Did you know that conda came with an odbc_config executable? I didn't either! I still don't even know what it does. I renamed it to odbc_config.bak, reran compilation, and everything worked again.

So in conclusion, an unknown executable caused the freetds Makefile configuration setup to include the conda header files, causing the header files for OpenSSL to be fetched from a separate directory than the source files for a separate version of OpenSSL. The headers and source were not compatible with each other, which caused OpenSSL to fail compilation.

In doing all of this, I broke my development environment. I had failed to script the development environment install because small bus factors meant prioritization of features over taking time to setup reproducible development environments. This wasn't a large loss by any means, as I had kept instructions and flight rules elsewhere; this was just somewhat inconvenient. An hour of bash scripting, and it's patched, good as new.

So what did I learn from this whole experience?

  • conda is a virtual environment for Python, and not a full-service virtual environment.

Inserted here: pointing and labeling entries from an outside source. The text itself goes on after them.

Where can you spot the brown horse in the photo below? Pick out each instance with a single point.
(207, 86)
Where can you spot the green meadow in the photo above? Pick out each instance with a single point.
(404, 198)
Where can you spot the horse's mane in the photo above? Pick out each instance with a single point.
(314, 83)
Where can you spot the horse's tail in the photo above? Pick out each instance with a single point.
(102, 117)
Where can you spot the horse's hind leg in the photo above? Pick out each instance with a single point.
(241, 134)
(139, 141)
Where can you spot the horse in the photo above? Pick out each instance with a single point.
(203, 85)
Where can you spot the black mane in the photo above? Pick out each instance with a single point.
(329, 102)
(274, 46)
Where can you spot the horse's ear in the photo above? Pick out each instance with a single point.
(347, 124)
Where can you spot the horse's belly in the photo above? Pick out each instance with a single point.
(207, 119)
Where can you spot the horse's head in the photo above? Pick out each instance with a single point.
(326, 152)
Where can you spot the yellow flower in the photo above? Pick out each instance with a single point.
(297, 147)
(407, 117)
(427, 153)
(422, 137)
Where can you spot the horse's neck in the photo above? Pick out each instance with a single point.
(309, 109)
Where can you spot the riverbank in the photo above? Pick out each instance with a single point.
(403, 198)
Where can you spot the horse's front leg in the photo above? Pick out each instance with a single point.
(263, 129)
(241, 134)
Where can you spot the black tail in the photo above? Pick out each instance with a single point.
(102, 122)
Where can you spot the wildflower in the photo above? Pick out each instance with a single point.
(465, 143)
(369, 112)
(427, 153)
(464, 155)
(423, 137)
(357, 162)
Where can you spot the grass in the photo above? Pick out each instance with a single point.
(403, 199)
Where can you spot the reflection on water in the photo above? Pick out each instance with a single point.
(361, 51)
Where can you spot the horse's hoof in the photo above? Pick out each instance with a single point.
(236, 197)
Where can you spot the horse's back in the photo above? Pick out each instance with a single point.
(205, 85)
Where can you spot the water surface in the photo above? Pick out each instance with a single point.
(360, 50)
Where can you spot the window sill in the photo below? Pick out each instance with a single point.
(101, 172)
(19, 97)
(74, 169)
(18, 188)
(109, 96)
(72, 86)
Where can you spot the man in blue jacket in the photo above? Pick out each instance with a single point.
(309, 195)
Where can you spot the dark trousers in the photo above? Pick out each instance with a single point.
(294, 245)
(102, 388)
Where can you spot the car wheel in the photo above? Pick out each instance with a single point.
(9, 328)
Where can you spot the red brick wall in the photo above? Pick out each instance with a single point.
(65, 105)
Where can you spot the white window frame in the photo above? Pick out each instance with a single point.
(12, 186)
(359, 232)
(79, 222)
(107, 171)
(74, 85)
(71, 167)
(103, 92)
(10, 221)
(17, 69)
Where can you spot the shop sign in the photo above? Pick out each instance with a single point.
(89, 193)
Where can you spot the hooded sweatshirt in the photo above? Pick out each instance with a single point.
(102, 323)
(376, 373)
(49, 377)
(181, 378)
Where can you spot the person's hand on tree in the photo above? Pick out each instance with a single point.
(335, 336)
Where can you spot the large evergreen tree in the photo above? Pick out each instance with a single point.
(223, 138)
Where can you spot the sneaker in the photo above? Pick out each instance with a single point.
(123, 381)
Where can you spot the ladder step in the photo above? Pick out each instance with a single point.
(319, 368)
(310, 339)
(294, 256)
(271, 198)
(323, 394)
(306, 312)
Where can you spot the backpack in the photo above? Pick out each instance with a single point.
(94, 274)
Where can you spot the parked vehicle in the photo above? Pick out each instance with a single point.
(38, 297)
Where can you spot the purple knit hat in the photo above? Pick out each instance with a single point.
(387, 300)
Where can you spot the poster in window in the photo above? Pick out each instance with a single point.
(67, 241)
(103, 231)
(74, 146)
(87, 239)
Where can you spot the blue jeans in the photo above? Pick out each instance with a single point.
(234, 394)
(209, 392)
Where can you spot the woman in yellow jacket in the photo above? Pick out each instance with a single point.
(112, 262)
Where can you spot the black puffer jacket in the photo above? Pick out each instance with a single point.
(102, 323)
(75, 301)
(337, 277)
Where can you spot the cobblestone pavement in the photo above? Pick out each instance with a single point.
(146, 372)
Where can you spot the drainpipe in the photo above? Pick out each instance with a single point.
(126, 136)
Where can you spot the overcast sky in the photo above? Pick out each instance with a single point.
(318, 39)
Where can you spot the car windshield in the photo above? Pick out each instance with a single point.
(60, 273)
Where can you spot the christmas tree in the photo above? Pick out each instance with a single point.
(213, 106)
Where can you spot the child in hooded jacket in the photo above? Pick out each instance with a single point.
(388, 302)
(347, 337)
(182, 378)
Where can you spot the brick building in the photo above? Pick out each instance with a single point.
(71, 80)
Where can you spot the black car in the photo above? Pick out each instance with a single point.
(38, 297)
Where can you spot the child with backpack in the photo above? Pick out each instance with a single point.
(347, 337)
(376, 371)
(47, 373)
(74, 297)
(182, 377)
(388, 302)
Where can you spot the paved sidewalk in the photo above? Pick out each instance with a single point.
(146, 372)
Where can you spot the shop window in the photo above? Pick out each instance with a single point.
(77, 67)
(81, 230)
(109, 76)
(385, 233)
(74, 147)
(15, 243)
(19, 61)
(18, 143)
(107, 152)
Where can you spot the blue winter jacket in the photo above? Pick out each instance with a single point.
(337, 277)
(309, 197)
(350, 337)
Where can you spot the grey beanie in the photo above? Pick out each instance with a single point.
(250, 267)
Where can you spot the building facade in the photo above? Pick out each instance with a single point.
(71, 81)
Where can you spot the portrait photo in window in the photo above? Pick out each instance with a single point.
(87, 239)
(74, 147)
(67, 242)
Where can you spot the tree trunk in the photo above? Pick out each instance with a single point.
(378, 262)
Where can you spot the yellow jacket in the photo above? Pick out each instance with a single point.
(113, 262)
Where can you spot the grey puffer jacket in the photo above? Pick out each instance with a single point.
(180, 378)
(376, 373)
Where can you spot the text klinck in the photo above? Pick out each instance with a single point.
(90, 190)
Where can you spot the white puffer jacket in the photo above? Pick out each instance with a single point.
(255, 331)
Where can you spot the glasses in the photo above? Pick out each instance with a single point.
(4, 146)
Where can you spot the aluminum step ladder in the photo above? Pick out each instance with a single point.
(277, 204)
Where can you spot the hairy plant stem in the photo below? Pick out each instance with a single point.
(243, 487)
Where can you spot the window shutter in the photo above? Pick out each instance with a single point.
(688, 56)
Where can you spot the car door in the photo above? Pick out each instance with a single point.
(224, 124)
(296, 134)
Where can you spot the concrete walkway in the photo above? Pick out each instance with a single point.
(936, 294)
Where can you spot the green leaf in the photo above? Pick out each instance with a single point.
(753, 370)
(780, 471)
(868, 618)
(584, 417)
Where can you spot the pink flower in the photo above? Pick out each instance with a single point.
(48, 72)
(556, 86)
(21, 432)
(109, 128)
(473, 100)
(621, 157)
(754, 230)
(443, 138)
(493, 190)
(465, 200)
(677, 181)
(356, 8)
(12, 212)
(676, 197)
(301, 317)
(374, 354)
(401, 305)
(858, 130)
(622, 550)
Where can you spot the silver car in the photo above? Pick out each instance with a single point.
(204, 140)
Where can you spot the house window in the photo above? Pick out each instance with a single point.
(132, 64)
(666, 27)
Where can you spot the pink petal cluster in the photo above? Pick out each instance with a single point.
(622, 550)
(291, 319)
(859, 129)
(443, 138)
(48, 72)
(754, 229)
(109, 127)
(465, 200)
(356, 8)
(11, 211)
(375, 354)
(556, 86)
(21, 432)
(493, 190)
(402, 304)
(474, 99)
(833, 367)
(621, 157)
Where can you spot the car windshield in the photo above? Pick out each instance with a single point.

If you are deploying source code, training models, or otherwise using Python at a high level, conda is a good fit. Otherwise, consider a tool like vagrant or docker. Vagrant in particular is intended for development environments, with source files compiled on a virtual machine connected to a regular developer front-end. I've heard of development issues with containerization (exactly what I don't remember), so if I had to do it over again, I would rely on Vagrant.

  • When in doubt, turn on verbose logs during compilation and diff those logs against those you know work. We would not have been able to debug this issue had the logs not mentioned the incorrect include paths.

  • Source code is the true documentation, especially for more obscure and less well maintained open source projects. You can't be afraid of diving into the source because sometimes that's the only way you can figure out what's going on.

When we have the time, we will probably create separate CI/CD pipelines for client-side tooling in order to not risk encountering issues like these.

Much thanks to Jeremy Hutchins (senior devops engineer) for the assistance; solving this problem would not be possible without him.